We've been waiting for the other shoe to drop since returning from Rwanda. And guess what? It hasn't. That stinkin' shoe hasn't even slipped loose.
For real. Pinch me. There have been countless moments when I have thought to myself "this is the best summer we have had since 2009!" I can't tell you how many times my eyes have welled up with tears as Ryan and I sit on our red bench, watching our kids play baseball or catch fire flies. I have not sat on the steps outside the boys' room, crying, once this summer (since '09, I would almost nightly collapse in tears next to Ryan on those stairs). We are entering our last week of summer here...I think it's safe to say that we stopped waiting for the other shoe to drop.
There is zero logic in our plan. Zero. Who goes to the other side of the world to find healing for their son's hurt heart? We haven't gone to therapy, there aren't any new supplements or theories or attachment techniques. It's just another chapter that God has written in Etienne's life. And I am so, so thankful for this illogical twist.
We still have our wet beds, our crashing into everything, our general random-weird-post institution behavior. But the dark, flat stares, the manipulating lies, the hurtful actions are nothing like what we've survived in the past.
Part of it is that I have embraced that my E will never function like other kids. Don't judge-let me explain. For example, I know Etienne's cues these days and I'm meeting him where he's at. If he's been out of his comfort zone, over stimulated or tired, it doesn't work to try to snuggle him or even to have him nap. Instead, we've taken to running together. The physical exercise helps him regulate himself as well as taking him away from the stimuli (or the grown up that is low on patience). So when he's starting to do flips off the furniture (I'm not kidding) or laughing his high pitched tired scream, I make him run five laps around the perimeter of the house. Corporal punishment? Nope, he likes it and we call it "preseason conditioning."

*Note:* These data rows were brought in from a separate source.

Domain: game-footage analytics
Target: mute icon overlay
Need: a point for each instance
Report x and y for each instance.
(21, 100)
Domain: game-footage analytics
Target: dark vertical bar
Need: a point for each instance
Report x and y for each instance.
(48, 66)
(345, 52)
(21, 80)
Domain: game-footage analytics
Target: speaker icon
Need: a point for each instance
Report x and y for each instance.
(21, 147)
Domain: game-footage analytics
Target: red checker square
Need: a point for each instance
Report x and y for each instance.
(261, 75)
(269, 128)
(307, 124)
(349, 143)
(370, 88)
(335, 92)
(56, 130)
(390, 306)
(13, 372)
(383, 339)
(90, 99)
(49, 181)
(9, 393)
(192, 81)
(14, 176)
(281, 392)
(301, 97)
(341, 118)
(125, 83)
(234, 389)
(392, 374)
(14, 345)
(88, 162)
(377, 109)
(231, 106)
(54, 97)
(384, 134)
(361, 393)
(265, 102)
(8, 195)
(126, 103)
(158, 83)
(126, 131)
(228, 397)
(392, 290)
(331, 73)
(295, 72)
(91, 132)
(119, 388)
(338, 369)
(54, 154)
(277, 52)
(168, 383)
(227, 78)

School starts soon. E says he could "stay in summer forever." I'm not gonna lie; I have my own fears about him returning to sitting in a desk, in a classroom with people that don't know his heart. I get nervous to think that the expectations of the school are going to be really, really challenging for him. But then I go the grocery store and another mother tells me that E was always the boy that tied her son's shoes. Or we work in the school garden and his old teacher shares how he always offered to pray for his classmates. And I know God is using my E in that public school to bring Him glory.
I think back to a few months ago, when we were so afraid of the aftermath of going to Africa. And that aftermath has been the best summer of our lives: a swimming, books, ice cream, tan lines, s'mores, road trips, fire flies, bare feet kinda summer. It was worth it. The last four years of feeling like we were just hanging on. They have been worth every moment we have savored this summer. So bring on first grade! (Gulp.)